What you may not know is that the “medicinal leech” is also a semi-popular model animal for neuroscience. They have simple nervous systems with big neurons that are relatively easy to stick with electrodes for recordings, and they live long enough out of water to do extended experiments. Like other worms, leeches also regenerate really well after nervous system damage, so they are used to study that process as well. My old friend Riccardo Mozzachiodi used to be a leech guy, back in Italy, before he jumped on the Aplysia bandwagon. If people were interested, I could drop him a line for an interview.
Medical Education 200 Years Ago
There was a good Secrets of the Dead episode called “Ben Franklin’s Bones” about a body dump that was found beneath the floor of his basement in London. No, he was not a serial killer. His landlady’s son-in-law was running an anatomy school.
Doctors in those days were sometimes trained in universities, where they could attend lectures and watch dissections performed by the experts of the day. The ticket below not only proved that they had paid, and were not sneaking in to access knowledge for free (so they were safe from the medical bouncers), it was also an early form of micro-credential.
These single tickets were stackable (like digital badges are, if done well) into larger units of credit that today we would equate with college course credits.

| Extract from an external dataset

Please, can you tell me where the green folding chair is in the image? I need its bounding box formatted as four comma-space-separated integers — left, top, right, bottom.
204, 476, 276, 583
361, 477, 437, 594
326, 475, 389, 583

Would-be doctors could also apprentice themselves to working physicians, whether they held degrees or not. Having a degree in that day basically meant that you could charge more for your services, because you were literally more credible.
There are disadvantages to herbal medicine. Dosages of active ingredients are hard to control precisely. The number of different active ingredients in an herb also may increase the chances of interactions with other herbs or drugs.
However, there may also be advantages. The chemical signaling networks inside and between cells are complicated and often redundant. Cancer is one example.
Another is that the animals that are chewing on plants have evolved multiple enzymes for detoxifying their food. A complex cocktail of compounds (as all living things like herbs must be) could be more effective in situations of redundancy.
Complex mixtures also have flavor and odor components that will be more effective at triggering placebo effects through classical conditioning. A few years ago now, in my column for the Intergalactic Medicine Show, I wrote about one of my favorite medical case studies , where a young girl’s lupus was put into remission with half the amount of toxic cyclophoshamide as usual through the successful use of a conditioning procedure.
The Carriage House
This building contained examples of the vehicles country doctors used for making house calls: a saddle, two carriages, and two cars, one a Model T with a hand crank.
They also had an iron lung stored here, because it was so heavy none of the floors in the other buildings could support it.
These were only a few of the things we saw at the Country Doctor Museum, which started out as a local nonprofit and is now owned and run by the East Carolina University medical library, which is where most of the document collection is stored (if you’re into archival research).
The buildings in Bailey are open for tours Tuesday-Friday 10am-4pm, and were well worth the couple of hour and a half we spent there. Much cooler than we were expecting from such a small place.